L`ultima baracca crolla sotto i colpi della ruspa e a gironzolare fra i cumuli di spazzatura e i resti di vita quotidiana rimangono solo cani e gatti. Casilino 900, già campo nomadi più grande d`Italia e d`Europa, da 40 anni vergognosa favela della capitale senza fogne né acqua e nemmeno luce elettrica fino a un anno fa, chiude definitivamente i battenti. E`il sindaco Alemanno in persona a fine mattina, a sigillare, con un gesto simbolico, il cancello d`ingresso con catena e lucchetto, in una sorta di cerimonia col prefetto Pecoraro e l`assessore alle Politiche
sociali Belviso. Qualcuno urla «grazie Alemanno», ma gli ex abitanti non ci sono più. Gli ultimi rimasti dei 620 rom che popolavano il campo, una quarantina, sono stati trasferiti nelle prime ore del mattino a bordo di pulimini stracolmi di coperte, tappeti, giocattoli e valigie. «Una giornata storica», si compiace il sindaco, e se la prende col «buonismo» di Veltroni, che faceva da «ipocrita
contraltare» alla realtà di «totale abbandono» di quella zona. E promette che il suo piano
nomadi «sarà ultimato entro l`anno». A Roma ci saranno a quel momento «solo 6000 rom, tutti ricollocati in campi attrezzati». Come quelli in cui sono stati trasferiti gli ex abitanti del Casilino. Ma dall`opposizione non mancano le polemiche. «Peccato che Alemanno ometta di dire che per chiudere Casilino 900 ha utilizzato i villaggi attrezzati realizzati delle amministrazioni Rutelli e Veltroni, tra le critiche demagogiche di allora dello stesso Alemanno, che ora si limita a riempirli
in modo inverosimile. Mentre non un solo passo è stato fatto per realizzare nuove strutture», osserva Peciola, consigliere provinciale dì Sinistra, Ecologia e Libertà.

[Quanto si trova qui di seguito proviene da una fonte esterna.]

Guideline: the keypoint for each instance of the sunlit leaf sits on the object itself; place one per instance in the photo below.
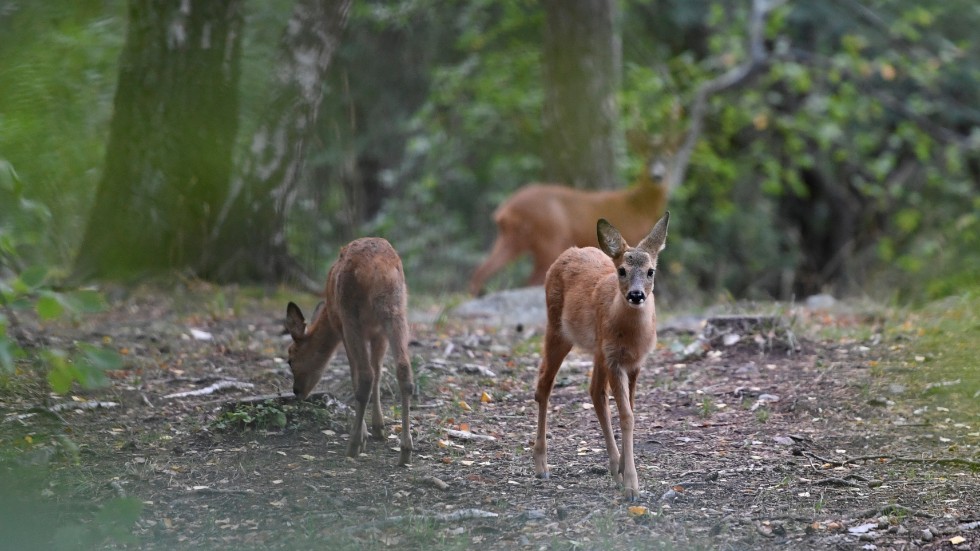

«Quando arrivò Rutelli i campi erano 51. Veltroni ne chiuse 4 enormi e ne lasciò in piedi 26,12 dei quali attrezzati», ricorda Valeriani, consigliere comunale del Pd. Vuol farne altri? Dica dove ai cittadini, prima delle regionali», incalzano ancora dal Pd. Resta il fatto storico della chiusura della favela del Casilino. Sessant`anni fa una fungaia, poi per una decina ospita famiglie siciliane e napoletane immigrate, infine per 40 anni campo nomadi. Nel `69 arrivarono i Salkanovic, arrotini
e ombrellai che vendevano anche trecce d`aglio e costruivano distillatori di grappa.
Quindi i rom Khorakhané, artigiani del rame e del ferro.
Tra gli anni `80 e `90 il boom degli arrivi di macedoni e bosniaci montenegrini, in fuga dalle guerre nell`ex Jugoslavia. La baraccopoli si estende e ospita oltre 1500 persone. Negli anni in quella striscia degradata sono nati 15.000 bambini. «Un atto di civiltà chiuderlo», commenta
Renata Polverini, la candidata governatore del Pdl. «Purché si tenti di integrarli davvero,
cosa non facile, e non ci si limiti a spostarli in altre periferie», replica Emma Bonino, candidata del centrosinistra. E ironizza sulle «grandi polemiche sui rom, spesso confusi coi romeni, per poi
scoprire che la maggior parte di loro sono cittadini italiani da generazioni».